Vote Compass lacks a sense of direction

Screenshot of the Ontario 2022 election Vote Compass launch page. Photo credit: CBC 


The CBC has an odd survey it offers called the “Vote Compass” that the taxpayer-financed network trots out during the period prior to elections, supposedly to help the citizenry come to a decision about who they should be voting for. The broadcaster states that the Vote Compass is a “tool developed by political scientists for exploring how your views align with those of the parties”. Given that Ontario is currently in a pre-election period, the Vote Compass has been activated once again.  

The CBC contracts out the task of putting together the Vote Compass to a company called Vox Pop Labs, whose president Clifton van der Linden states that “Vote Compass is neither telling you who you should vote for nor predicting your vote. It is simply a starting point for people to explore the political landscape and get a sense as to how they are generally situated vis-à-vis the parties”.  The Compass consists of a survey of 30 questions that a voter is expected to answer with the end result of finding out which of the political parties are most in sync with the voter’s views.  

Although part of the reasoning behind the Vote Compass is to better inform people about the election issues and what the various political parties stand for, there is actually little information in the survey as a background to the questions posed. And the topics of the questions tend to be on issues that are hardly the most important issues prevailing in the Ontario election.  

For example, survey questions cover such rather esoteric topics as how much French language services should be offered in Ontario, the amount of spending on policing, how many wind farms should Ontario have, the state of electric vehicle subsidies, whether there should be an Ontario statutory holiday for Truth and Reconciliation Day and how much of Ontario’s energy should be supplied by nuclear power, among other issues. 
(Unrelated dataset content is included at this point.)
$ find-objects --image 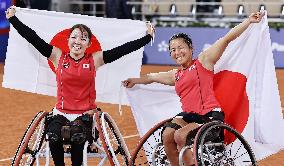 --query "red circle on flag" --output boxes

Some of the pivotal issues in this election such as the state of the economy, inflation, housing and massive government debt do not figure into the survey. Apparently, the survey questions were based on topics where there was considerable divergence between the political parties. This might be perversely encouraging, as it implies that on the big issues that are not touched on in the Vote Compass survey, the parties are all on pretty similar ground. 

Following the part of the survey on policy issues, there is a rather extensive section on the characteristics of the respondent, including where the respondent lives, their race, country of origin, voting intentions in the upcoming Ontario election, education and income level and sexual orientation, among other things. Although it was not mandatory to fill out this part of the survey, I suspect many people would, given the generally compliant Canadian character. It would be interesting to know what happens with this information, given that it could be valuable in an election context, but this was not clear in the survey.  

According to the CBC website, about 75,000 people have completed the survey to date. That is about .005 per cent of the population of Ontario, which might rival the viewership numbers of the CBC itself.  There is also no guarantee that the people answering the survey are even from Ontario, so there’s that.  It would be interesting to know how much taxpayers are paying for this service, as it’s take-up is so very minimal. 

The history of the company behind the Vote Compass survey is interesting, in that they state they have now run surveys in more than 50 elections around the world with various media organizations including those in the US, Australia, France, New Zealand and others. But the concept began with the CBC in Canada over 10 years ago, making it tempting to think that someone did a great sales pitch to the CBC back in the day and the CBC, never having to worry about spending other people’s money, decided to run with it. 

Any rational voter and taxpayer is likely to react to the continued existence of the Vote Compass as a good excuse to cut back on public funding to the CBC. If they have the time to waste on such a project and CBC staff seem to have the misapprehension that it is worthwhile, surely those tax dollars can be put to more productive uses. Perhaps that should be a key question on future Vote Compass surveys.  And if voters really need something like Vote Compass to figure out who to vote for, we’re in way more trouble than we thought.